Backup
Complete backup and disaster recovery strategy for GitPulse.
Overview
graph LR
subgraph "Production"
DB[("PostgreSQL")]
FILES["Files"]
end
subgraph "Backups"
LOCAL["Local backups"]
REMOTE["Remote storage"]
end
DB --> |pg_dump| LOCAL
FILES --> |tar| LOCAL
LOCAL --> |rsync/S3| REMOTE
What to Back Up
| Component | Priority | Frequency | Retention |
| PostgreSQL database | Critical | Daily | 30 days |
| Configuration files | High | On change | 90 days |
| Docker volumes | Medium | Weekly | 14 days |
| Logs | Low | Daily | 7 days |
Automatic Backup
Backup Script
| Bash |
|---|
| #!/bin/bash
# scripts/backup.sh
set -euo pipefail
# === Configuration ===
BACKUP_DIR="/home/gitpulse/backups"
RETENTION_DAYS=30
TIMESTAMP=$(date +%Y%m%d_%H%M%S)
BACKUP_NAME="gitpulse_backup_${TIMESTAMP}"
# Colors for output
RED='\033[0;31m'
GREEN='\033[0;32m'
NC='\033[0m'
log() {
echo -e "${GREEN}[$(date +'%Y-%m-%d %H:%M:%S')]${NC} $1"
}
error() {
echo -e "${RED}[ERROR]${NC} $1" >&2
exit 1
}
# === Create directory ===
mkdir -p "${BACKUP_DIR}"
# === 1. PostgreSQL Backup ===
log "Backing up PostgreSQL database..."
docker compose exec -T postgres \
pg_dump -U gitpulse -Fc gitpulse \
> "${BACKUP_DIR}/${BACKUP_NAME}.dump" \
|| error "Database backup failed"
log "Database backed up: ${BACKUP_NAME}.dump ($(du -h ${BACKUP_DIR}/${BACKUP_NAME}.dump | cut -f1))"

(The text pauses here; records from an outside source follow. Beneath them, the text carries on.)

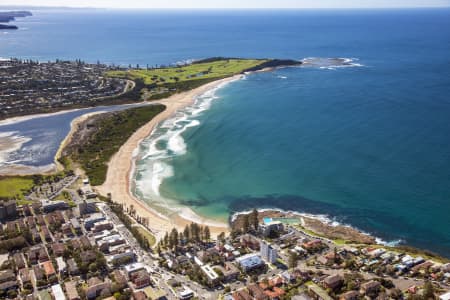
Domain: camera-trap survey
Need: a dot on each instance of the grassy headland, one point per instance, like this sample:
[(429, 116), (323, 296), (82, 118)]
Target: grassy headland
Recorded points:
[(158, 83), (100, 137)]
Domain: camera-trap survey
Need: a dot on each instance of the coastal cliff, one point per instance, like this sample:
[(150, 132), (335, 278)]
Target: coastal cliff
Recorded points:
[(9, 16)]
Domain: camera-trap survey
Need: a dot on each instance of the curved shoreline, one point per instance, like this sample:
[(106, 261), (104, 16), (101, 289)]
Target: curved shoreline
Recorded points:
[(121, 166)]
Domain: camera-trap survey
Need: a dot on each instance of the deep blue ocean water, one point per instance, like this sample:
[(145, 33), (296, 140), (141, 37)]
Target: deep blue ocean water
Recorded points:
[(366, 145)]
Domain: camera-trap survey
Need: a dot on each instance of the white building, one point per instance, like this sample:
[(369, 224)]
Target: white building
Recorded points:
[(268, 253), (57, 292), (445, 296), (210, 273)]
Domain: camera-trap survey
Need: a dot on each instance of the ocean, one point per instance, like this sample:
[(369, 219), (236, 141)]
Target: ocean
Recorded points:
[(365, 144)]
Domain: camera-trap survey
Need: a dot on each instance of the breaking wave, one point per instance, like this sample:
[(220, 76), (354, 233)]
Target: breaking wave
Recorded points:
[(153, 163), (330, 63)]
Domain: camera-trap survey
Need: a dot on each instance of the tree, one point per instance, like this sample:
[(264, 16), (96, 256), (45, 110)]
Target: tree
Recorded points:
[(428, 291), (254, 219), (173, 239), (221, 237), (207, 233), (166, 240), (293, 259), (186, 232), (245, 224)]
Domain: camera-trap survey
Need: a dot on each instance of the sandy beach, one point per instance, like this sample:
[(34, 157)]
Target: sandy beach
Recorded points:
[(121, 165)]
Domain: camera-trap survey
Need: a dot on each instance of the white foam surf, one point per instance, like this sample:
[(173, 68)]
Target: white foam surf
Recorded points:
[(327, 63), (153, 163)]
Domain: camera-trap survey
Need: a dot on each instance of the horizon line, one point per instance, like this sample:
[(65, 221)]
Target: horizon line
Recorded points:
[(222, 8)]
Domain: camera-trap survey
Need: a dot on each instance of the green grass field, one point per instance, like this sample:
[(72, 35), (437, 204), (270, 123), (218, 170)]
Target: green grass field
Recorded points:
[(213, 69), (14, 187), (158, 83)]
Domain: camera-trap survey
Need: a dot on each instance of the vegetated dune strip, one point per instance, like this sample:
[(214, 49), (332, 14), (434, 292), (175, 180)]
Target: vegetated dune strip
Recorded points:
[(120, 166)]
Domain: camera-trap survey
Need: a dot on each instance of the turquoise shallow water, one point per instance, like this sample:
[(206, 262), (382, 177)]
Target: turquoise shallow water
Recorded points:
[(368, 146)]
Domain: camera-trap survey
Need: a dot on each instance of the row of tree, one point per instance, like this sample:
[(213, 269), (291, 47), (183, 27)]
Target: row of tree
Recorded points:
[(191, 233)]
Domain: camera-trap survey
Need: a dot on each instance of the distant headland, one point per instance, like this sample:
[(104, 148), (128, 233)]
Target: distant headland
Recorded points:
[(9, 16)]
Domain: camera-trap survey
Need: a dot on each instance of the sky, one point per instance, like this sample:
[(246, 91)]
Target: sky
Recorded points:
[(158, 4)]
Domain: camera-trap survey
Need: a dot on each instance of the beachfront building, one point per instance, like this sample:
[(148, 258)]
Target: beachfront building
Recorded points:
[(212, 276), (271, 226), (250, 262), (268, 253)]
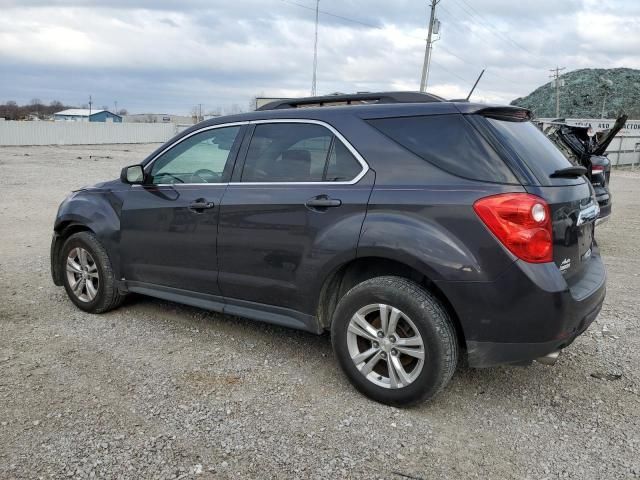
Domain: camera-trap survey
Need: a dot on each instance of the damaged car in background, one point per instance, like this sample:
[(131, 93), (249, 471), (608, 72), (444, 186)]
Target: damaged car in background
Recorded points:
[(585, 147)]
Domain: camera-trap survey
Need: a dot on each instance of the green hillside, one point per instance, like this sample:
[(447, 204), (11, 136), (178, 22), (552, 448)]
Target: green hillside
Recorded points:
[(583, 93)]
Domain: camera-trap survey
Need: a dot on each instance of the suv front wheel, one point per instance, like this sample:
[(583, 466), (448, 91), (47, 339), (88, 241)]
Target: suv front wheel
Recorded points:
[(394, 340), (87, 274)]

# === 2. Configuration Backup ===
log "Backing up configuration files..."
tar -czf "${BACKUP_DIR}/${BACKUP_NAME}_config.tar.gz" \
--exclude='.git' \
--exclude='__pycache__' \
--exclude='.venv' \
.env Caddyfile docker-compose.yml \
|| error "Configuration backup failed"
# === 3. Redis Backup (optional) ===
log "Backing up Redis..."
docker compose exec -T redis \
redis-cli BGSAVE
sleep 5
docker cp "$(docker compose ps -q redis):/data/dump.rdb" \
"${BACKUP_DIR}/${BACKUP_NAME}_redis.rdb" 2>/dev/null || true
# === 4. Clean old backups ===
log "Cleaning backups older than ${RETENTION_DAYS} days..."
find "${BACKUP_DIR}" -name "gitpulse_backup_*" -mtime +${RETENTION_DAYS} -delete
# === 5. Verification ===
log "Verifying backup..."
pg_restore --list "${BACKUP_DIR}/${BACKUP_NAME}.dump" > /dev/null \
|| error "Backup verification failed"
# === Summary ===
log "Backup completed successfully!"
echo "========================================"
echo "Backup files:"
ls -lh "${BACKUP_DIR}/${BACKUP_NAME}"*
echo "========================================"
|
Cron Job
| Bash |
|---|
| # Daily backup at 2:00
0 2 * * * /home/gitpulse/gitpulse/scripts/backup.sh >> /var/log/gitpulse-backup.log 2>&1
# Weekly full backup on Sunday at 3:00
0 3 * * 0 /home/gitpulse/gitpulse/scripts/backup.sh --full >> /var/log/gitpulse-backup.log 2>&1
|
Remote Backups
S3 Compatible Storage
| Bash |
|---|
| #!/bin/bash
# scripts/backup-to-s3.sh
# Configuration
S3_BUCKET="s3://gitpulse-backups"
S3_ENDPOINT="https://s3.example.com"
# Upload
aws s3 cp "${BACKUP_DIR}/${BACKUP_NAME}.dump" \
"${S3_BUCKET}/database/" \
--endpoint-url "${S3_ENDPOINT}"
# Retention is handled by S3 lifecycle policy
|
Rsync to Remote Server
| Bash |
|---|
| #!/bin/bash
# scripts/sync-backups.sh
REMOTE_HOST="backup.example.com"
REMOTE_DIR="/backups/gitpulse"
rsync -avz --delete \
"${BACKUP_DIR}/" \
"${REMOTE_HOST}:${REMOTE_DIR}/"
|
Recovery (Restore)
Database Recovery
| Bash |
|---|
| #!/bin/bash
# scripts/restore.sh
set -euo pipefail
BACKUP_FILE="${1:-}"
if [ -z "${BACKUP_FILE}" ]; then
echo "Usage: $0 <backup_file>"
echo "Available backups:"
ls -la /home/gitpulse/backups/*.dump
exit 1
fi
echo "WARNING: This will delete the existing database!"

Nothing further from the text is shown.